John Moehrke (Dec 11 2018 at 00:02):
I was approaching it a different way... since cardionality is 1..1, there is little added value of mustSupport. This cardiolnality was a change in R4 from prior ImagingStudy models... I was just looking to help get @Rob Hausam through being able to build his IG. I was just offering a hack that might have minimal negative impact. I agree that mustSupport is defined in that IG however that IG wants, and thus it is very possible that the flag is needed in this case.
Lloyd McKenzie (Dec 11 2018 at 01:37):
There's significant added value. 1..1 says what will be present on the wire. mustSupport says what you actually need to do something useful with.
Lloyd McKenzie (Dec 11 2018 at 01:37):
1..1 doesn't imply you need to pay attention to it.
Richard Townley-O'Neill (Dec 11 2018 at 02:02):
I think of 1..1 as implying "must write" but not "must read".
Lloyd McKenzie (Dec 11 2018 at 02:19):
It's a "must write" but it's not even a "must write usefully". You can satisfy a 1..1 by sending a fixed value (or even an extension saying something like "not applicable") without exposing the element to a user or giving them a chance to provide a meaningful value. On the other hand, if it's marked as mustSupport and mustSupport indicates that user entry must be allowed, that's a much tighter set of expectations.

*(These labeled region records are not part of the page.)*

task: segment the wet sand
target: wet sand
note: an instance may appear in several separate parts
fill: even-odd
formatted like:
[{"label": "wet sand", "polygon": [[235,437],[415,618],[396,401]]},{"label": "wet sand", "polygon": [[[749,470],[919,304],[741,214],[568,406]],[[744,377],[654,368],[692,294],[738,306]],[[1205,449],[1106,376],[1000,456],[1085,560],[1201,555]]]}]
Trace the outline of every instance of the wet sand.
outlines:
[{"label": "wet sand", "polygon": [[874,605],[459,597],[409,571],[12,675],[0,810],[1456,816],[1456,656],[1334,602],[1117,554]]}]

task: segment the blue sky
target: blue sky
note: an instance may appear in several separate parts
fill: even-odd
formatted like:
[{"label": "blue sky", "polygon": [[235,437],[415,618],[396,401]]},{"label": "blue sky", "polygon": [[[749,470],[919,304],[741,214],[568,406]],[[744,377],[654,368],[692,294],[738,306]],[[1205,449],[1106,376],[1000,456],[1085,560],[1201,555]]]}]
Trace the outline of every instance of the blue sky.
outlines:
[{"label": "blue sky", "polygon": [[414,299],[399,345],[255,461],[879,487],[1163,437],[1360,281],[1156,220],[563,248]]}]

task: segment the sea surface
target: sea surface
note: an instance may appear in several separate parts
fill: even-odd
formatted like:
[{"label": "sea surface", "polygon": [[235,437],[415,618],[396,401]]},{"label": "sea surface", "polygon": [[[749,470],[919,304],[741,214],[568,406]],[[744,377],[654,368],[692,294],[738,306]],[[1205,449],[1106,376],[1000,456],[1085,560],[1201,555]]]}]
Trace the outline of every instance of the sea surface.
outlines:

John Moehrke (Dec 11 2018 at 13:42):
mustSupport means nothing... it is given meaning in that Implementation Guide... so you can't make any statements about what mustSupport means until you indicate which IG is providing the rule for the tag. http://build.fhir.org/conformance-rules.html#mustSupport
Lloyd McKenzie (Dec 11 2018 at 15:48):
It always means something. The specific meaning is variable. The point is that 1..1 mustSupport=false and 1..1 mustSupport=true can drive very different implementation expectations.